「企業寿命30年説」とは?
「企業寿命30年説」をご存知だろうか?
ある程度の年齢を重ねた方々ならご存知かと思われるが、よく知らない方のためにこの「企業寿命30年説」を簡単に説明すると…。
今から約20年前に経済週刊誌『日経ビジネス』が、明治以来100年におよぶ上位100社のランキングを作成し、そのランキングを分析したところ、「現存する企業が、30年後に存在する確率は5%である」という結果が導き出された。
つまり、企業の平均寿命はわずか30年に過ぎないというその説を「企業寿命30年説」というのだ。
この「企業寿命30年説」は、どんなに歴史のある名門企業や大企業であっても、時代や環境の変化に適応し進化し続けていかなければ、生き残ることはできないことを示唆している。
具体的には、技術革新等でビジネスモデルが古くなり、次なる新たなビジネスモデルに転換できないと、時代についていけずに取り残され、企業寿命が尽きてしまう、といったことだ。
若かりし頃はハングリー精神やバイタリティーが旺盛だった経営者も、歳を重ねると、ハングリー精神やバイタリティーが下降して企業家精神を失ってしまい、それが経営の傾きに影響してしまうケースもあるだろう。

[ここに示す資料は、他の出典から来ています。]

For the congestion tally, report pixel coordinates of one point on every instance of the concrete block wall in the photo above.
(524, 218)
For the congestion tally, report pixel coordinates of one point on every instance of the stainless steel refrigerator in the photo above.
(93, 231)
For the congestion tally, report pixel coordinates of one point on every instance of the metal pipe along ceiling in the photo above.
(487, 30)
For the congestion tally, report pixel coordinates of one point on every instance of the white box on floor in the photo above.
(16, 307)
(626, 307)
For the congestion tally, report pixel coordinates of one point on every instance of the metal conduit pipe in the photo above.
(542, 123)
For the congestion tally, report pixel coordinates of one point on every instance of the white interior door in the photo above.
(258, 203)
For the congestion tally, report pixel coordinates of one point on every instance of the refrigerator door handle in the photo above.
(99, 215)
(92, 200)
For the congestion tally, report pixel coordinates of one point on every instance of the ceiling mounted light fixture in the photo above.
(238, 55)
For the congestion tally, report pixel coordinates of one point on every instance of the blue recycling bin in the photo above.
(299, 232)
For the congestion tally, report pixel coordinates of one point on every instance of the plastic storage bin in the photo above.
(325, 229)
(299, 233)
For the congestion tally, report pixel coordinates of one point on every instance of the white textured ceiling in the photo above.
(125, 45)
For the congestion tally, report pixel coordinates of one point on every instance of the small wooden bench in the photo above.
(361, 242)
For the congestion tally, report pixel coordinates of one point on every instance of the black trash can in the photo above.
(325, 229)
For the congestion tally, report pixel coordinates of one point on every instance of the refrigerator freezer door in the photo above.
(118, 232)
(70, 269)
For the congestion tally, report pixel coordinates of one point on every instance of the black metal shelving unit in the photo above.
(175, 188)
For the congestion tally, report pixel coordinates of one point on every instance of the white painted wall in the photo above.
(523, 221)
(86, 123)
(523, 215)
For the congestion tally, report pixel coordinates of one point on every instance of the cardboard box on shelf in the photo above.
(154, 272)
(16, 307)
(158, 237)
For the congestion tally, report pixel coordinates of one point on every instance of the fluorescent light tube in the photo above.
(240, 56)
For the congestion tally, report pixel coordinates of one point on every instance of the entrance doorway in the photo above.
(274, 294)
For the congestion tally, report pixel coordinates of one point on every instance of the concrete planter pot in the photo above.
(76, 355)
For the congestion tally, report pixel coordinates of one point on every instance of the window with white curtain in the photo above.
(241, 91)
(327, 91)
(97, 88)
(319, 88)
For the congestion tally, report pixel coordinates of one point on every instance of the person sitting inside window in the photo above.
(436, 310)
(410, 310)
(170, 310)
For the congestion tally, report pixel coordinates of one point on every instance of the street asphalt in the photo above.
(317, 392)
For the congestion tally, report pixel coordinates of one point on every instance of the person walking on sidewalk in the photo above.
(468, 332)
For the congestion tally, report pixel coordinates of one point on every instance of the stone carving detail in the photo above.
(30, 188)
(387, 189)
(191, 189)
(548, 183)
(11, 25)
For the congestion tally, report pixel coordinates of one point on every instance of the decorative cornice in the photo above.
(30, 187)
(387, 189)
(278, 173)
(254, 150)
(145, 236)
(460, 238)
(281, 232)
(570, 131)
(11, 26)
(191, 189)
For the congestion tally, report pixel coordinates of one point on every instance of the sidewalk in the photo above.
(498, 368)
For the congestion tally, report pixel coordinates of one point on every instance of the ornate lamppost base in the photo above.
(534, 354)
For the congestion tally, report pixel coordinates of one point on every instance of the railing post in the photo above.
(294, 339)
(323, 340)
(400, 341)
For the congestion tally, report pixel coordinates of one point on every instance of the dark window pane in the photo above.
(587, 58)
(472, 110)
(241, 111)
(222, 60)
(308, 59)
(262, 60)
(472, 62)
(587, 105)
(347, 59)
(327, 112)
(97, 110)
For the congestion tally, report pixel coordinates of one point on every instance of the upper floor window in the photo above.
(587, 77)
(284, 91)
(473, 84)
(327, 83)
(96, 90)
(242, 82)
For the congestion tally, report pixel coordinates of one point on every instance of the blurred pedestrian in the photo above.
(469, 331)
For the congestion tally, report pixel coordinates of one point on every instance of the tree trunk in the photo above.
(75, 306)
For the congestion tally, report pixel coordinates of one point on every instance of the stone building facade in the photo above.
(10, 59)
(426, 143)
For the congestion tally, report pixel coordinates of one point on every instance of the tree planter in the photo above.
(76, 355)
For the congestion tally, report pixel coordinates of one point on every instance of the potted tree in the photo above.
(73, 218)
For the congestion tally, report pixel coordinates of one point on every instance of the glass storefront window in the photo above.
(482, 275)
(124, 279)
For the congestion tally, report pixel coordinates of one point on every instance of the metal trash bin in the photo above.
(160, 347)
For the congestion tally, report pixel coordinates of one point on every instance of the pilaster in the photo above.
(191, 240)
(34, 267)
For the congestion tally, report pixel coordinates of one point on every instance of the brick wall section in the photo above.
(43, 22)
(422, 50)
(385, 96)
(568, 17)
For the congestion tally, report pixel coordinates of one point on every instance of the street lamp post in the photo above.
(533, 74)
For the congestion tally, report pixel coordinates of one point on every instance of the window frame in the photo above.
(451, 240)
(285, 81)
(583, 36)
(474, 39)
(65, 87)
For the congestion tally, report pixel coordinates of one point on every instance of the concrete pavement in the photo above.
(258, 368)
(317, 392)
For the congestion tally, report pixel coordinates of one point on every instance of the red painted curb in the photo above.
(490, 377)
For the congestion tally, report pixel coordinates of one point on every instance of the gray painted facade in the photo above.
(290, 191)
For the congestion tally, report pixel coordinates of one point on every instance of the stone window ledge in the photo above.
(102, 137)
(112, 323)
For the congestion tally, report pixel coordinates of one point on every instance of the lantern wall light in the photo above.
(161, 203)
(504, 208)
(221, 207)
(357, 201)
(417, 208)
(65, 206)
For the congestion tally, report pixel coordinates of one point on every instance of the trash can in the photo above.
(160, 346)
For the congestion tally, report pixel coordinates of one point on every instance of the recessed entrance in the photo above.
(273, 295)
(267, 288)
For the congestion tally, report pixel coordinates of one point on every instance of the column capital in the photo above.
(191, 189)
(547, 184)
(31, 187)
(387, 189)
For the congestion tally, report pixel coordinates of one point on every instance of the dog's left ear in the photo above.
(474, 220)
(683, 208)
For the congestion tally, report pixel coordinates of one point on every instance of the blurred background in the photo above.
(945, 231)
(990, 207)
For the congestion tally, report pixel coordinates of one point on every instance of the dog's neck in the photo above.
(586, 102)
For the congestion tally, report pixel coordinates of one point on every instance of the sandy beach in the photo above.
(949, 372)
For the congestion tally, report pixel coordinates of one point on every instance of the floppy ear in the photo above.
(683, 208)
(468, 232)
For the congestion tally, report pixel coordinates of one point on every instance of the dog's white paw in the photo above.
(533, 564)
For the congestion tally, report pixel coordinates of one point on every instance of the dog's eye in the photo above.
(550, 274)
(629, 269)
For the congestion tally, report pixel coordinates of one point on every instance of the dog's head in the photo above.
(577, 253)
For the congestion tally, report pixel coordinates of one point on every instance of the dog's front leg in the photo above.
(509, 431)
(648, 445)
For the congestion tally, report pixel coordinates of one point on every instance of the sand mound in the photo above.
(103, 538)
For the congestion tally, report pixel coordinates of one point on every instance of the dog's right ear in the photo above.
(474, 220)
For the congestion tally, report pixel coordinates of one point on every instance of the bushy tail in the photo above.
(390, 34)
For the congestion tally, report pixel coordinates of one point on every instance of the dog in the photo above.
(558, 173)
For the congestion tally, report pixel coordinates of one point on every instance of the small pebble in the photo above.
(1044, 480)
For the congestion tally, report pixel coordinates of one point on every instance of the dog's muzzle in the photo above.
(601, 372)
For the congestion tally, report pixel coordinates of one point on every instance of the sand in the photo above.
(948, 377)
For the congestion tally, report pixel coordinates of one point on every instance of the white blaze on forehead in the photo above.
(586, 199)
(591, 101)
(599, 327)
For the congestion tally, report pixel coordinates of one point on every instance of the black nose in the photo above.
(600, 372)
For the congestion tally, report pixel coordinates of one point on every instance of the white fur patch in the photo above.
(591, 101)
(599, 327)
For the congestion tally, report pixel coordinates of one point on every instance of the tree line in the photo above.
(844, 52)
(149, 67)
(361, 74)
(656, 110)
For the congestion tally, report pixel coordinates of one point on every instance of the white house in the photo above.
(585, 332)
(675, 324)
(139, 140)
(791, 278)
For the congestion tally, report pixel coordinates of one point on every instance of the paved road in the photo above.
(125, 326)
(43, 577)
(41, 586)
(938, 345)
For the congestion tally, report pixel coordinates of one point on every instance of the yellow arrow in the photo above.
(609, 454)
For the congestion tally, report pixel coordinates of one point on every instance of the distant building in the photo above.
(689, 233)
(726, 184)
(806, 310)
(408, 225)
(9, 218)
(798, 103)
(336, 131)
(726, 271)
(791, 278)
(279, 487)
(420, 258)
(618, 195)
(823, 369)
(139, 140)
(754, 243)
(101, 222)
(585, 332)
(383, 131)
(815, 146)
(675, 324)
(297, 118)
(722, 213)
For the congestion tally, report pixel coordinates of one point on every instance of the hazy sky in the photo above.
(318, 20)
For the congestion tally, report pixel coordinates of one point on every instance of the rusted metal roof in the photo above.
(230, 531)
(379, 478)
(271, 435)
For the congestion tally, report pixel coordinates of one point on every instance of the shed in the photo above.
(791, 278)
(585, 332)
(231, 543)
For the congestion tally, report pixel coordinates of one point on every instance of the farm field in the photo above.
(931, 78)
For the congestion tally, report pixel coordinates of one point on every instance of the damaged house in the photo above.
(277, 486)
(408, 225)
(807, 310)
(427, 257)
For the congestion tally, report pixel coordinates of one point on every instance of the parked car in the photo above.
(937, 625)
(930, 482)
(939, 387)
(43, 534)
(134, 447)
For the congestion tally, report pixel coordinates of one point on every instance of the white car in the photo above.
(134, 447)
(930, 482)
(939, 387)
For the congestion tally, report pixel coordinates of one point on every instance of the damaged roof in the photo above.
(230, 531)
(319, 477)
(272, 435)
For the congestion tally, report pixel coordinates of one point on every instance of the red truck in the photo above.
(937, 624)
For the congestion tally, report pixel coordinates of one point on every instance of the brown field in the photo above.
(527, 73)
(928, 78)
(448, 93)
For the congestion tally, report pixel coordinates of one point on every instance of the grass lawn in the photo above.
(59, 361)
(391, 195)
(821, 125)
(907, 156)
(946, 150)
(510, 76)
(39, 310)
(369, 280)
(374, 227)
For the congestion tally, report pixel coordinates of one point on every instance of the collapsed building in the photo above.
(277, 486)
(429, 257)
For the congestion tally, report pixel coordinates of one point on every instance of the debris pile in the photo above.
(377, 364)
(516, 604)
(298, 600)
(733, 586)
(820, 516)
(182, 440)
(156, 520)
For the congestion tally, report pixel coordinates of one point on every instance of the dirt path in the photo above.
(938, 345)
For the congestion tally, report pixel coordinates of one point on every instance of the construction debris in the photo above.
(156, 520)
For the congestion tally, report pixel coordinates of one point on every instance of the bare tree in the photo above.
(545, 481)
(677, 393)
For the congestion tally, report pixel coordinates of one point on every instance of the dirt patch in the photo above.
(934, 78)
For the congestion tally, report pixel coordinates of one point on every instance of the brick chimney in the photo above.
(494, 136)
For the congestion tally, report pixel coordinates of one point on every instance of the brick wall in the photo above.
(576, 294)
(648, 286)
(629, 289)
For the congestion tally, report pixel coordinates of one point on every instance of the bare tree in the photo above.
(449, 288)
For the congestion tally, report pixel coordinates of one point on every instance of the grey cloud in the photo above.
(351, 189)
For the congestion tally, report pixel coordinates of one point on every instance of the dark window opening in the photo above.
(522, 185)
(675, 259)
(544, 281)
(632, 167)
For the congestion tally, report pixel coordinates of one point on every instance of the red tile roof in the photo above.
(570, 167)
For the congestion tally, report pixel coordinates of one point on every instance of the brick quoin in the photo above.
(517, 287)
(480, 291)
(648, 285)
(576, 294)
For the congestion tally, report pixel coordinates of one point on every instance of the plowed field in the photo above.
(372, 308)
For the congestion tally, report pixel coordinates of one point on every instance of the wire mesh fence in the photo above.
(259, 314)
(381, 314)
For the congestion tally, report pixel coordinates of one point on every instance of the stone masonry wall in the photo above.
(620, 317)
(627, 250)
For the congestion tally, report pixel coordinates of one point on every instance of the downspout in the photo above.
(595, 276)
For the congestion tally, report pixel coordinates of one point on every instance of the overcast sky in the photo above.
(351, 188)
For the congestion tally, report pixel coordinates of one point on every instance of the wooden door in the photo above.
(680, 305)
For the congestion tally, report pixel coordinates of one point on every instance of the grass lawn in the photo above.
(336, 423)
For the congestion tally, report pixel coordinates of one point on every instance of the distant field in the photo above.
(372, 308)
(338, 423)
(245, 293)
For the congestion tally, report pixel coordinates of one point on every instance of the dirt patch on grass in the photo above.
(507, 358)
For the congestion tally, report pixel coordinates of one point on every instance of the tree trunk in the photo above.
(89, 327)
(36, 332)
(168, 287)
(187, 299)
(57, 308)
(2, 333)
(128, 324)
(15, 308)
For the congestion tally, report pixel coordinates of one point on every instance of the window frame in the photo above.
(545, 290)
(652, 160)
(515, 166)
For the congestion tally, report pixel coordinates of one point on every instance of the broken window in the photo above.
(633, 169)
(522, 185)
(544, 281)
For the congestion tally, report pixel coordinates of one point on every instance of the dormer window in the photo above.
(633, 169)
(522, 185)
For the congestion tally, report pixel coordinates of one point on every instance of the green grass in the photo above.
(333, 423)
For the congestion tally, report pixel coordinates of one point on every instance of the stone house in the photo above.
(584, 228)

常に現在置かれた状況を察知し、新たな成長分野へと潔く乗り換え、常に勢いのある事業を主軸に据えて変化できる企業は生き残っていくのだが、その見極めができるのならば、どの企業も没落などしない。
言うのは簡単、実行するのは難しいのだ。
発表されてから約20年が経過しても、「企業寿命30年説」はまだまだ健在で、通用しているようだ。
学生は「企業寿命30年説」を就職活動の検討材料として加味していない
だが、就職活動をする学生からすれば、30年後まで待っていられないので、今現在発展中の企業に就職したいと考えるのは当然のことだ。
よって「就職人気企業ランキング」に挙げられる企業は、今飛ぶ鳥を落とす勢いの企業ばかりとなる。
学生は「企業寿命30年説」を就職活動における検討材料としてほとんど加味していないのだ。
「企業寿命30年説」も頭の隅に入れながら、就職活動をすべき
確かに過去30年の「就職人気企業ランキング」を見ると、当時勢いのあった日本電気、ソニーといったメーカーや、商社系、銀行系、等々が主流になっていた。
しかし、メーカー系、商社系、銀行系の企業が2017年現在、勢いがあるかといわれたら、あるとは決していえない状況だ。
家電メーカー大手の東芝が業績を大きく傾かせてしまったのは記憶に新しいし、バブル崩壊後の銀行・証券企業の低迷ぶりも同様だ。
やはり、そうした轍を踏まぬためにも、今発展中の企業にアプローチするのと並行して、30年後も元気な企業、あるいは30年後には今よりも伸びている産業や企業を見つけ、就職活動のアプローチをするのが、実際に就職した後に定年間近でうろたえないことになるのではないかと思われる。
今後就職活動をする学生は、多少なりとも参考になればと思う次第だ。